The findings offer a roadmap for the development of new therapies to target neurological and psychiatric disorders.

One interesting finding was that cells from the gut’s nervous system are involved in Parkinson’s disease, indicating that the disease may start there.

The research was conducted by a team at Karolinska Institutet in Sweden and the University of North Carolina in the USA.

The nervous system is composed of hundreds of different cell types with very different functions.

It is vital to understand which cell types are affected in each disorder so as to understand the causes of the disorders and, ultimately, develop new treatments.

Researchers have now combined mice gene expression studies with human genetics to systematically map cell types underlying various brain disorders.

This includes Parkinson’s disease, a neurodegenerative disorder with cognitive and motor symptoms resulting from the loss of dopamine-producing cells in a specific region of the brain.

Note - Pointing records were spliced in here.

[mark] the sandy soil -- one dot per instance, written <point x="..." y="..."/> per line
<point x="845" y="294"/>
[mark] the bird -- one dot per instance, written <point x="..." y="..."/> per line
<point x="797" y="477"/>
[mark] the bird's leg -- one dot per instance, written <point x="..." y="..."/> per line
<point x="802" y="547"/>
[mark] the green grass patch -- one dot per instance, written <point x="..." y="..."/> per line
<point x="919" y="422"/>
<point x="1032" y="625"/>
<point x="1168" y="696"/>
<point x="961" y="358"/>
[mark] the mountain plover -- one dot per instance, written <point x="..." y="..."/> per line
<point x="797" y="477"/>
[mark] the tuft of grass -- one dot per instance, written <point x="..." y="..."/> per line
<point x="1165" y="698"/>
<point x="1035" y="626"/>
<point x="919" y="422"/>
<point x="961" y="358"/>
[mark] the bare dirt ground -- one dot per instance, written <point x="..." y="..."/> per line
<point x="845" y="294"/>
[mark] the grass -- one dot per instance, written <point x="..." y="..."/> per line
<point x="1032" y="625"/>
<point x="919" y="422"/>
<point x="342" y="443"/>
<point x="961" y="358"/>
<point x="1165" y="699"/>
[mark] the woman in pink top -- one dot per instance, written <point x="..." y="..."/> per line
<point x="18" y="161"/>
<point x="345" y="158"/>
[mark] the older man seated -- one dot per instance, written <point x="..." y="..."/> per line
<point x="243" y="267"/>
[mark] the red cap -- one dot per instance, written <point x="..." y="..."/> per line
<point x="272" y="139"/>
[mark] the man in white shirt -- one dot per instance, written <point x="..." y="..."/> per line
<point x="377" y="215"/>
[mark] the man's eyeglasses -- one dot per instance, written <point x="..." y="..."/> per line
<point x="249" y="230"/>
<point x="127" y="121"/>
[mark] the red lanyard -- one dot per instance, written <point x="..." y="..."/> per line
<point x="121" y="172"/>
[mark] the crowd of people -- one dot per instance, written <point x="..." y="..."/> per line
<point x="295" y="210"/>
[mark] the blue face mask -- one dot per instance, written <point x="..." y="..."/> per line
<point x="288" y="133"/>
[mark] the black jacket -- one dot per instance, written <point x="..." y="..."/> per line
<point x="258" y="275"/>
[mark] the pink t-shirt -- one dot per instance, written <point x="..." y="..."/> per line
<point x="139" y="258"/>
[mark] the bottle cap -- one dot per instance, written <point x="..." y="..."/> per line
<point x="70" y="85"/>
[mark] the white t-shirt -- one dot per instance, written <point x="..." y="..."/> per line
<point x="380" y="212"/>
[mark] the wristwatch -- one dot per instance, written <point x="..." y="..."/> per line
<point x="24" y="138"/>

The team found that dopaminergic neurons were associated with Parkinson’s disease.

More surprisingly, they found that enteric neurons also seem to play an important role in the disorder, supporting the hypothesis that Parkinson’s disease starts in the gut.

When the researchers analyzed differences in brain tissue from healthy people and people with Parkinson’s disease at different stages of the disease, they made another unexpected discovery.

A type of support cell in the brain called oligodendrocytes were found to be affected early on, suggesting that they play a key role in the early stages of the disease.

The oligodendrocytes appear to be affected even before the loss of dopaminergic neurons.

The team says this makes them an attractive target for therapeutic interventions in Parkinson’s disease.

One author of the study is Patrick Sullivan, Professor at the Department of Medical Epidemiology and Biostatistics.

The study is published in Nature Genetics.